Team USA didn’t fare better with Polo Ralph Lauren’s closing ceremony look of red, white, and blue button-ups and white shorts, belted with ties. It just replicated what the Polo line has been doing for decades. Lacoste had more success with its minimal and functional looks for the French squad.

So far the Canadian kit, designed by brothers Dan and Dean Caten of fashion line Dsquared2 and produced by Hudson’s Bay, has been the most modern. They showed red blazers in windbreaker fabric along with slim, elongated white t-shirts and tapered black sweatpants. The blazer is a bit overwrought, but the look is polished, sporty, and something you could imagine athletes actually wanting to wear. It also looks like fashion today.

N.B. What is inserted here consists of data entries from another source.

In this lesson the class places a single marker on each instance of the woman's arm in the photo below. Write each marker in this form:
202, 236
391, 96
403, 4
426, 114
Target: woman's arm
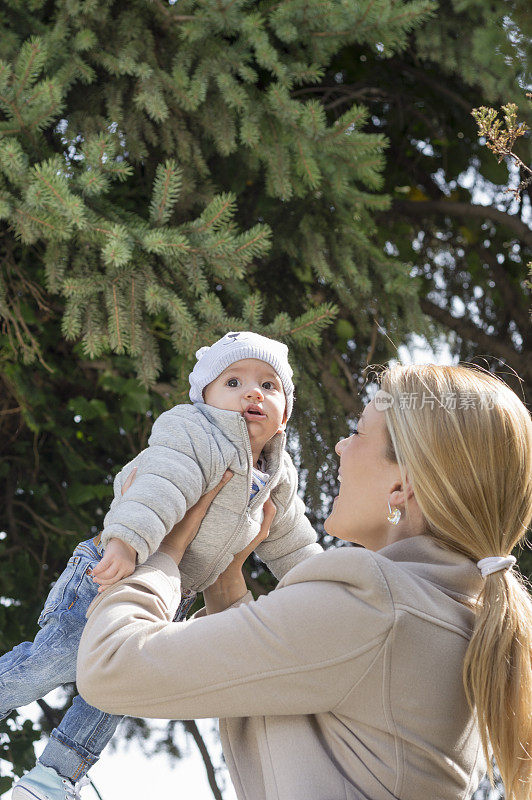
285, 653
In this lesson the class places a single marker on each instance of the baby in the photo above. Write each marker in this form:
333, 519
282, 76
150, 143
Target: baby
242, 397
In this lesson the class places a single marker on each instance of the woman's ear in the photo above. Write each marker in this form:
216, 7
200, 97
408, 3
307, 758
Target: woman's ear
400, 493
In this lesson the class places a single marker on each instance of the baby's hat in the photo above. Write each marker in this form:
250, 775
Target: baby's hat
235, 346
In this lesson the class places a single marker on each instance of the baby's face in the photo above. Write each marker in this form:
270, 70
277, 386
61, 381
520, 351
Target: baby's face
253, 388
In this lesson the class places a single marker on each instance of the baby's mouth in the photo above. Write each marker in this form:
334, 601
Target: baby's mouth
254, 413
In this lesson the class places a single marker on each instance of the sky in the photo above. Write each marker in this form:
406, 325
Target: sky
126, 771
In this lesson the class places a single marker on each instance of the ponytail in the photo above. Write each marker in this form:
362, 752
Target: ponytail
470, 468
498, 679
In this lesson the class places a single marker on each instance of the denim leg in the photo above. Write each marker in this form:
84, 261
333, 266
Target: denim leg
32, 669
76, 744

Dsquared's looks for team Canada
It’s cooler up in Canada. (Dsquared2)

The designers creating these clothes don’t have a simple task. They have to capture national identity in an outfit, and the Olympic Committee, which has a lot of restrictions, has to approve their work. It’s no surprise they err on the conservative side. Clothes that are too informal wouldn’t do to represent an entire country at such a prestigious event.

But the clothes could also better represent the people wearing them. These are the world’s best athletes. Why not dress them like it?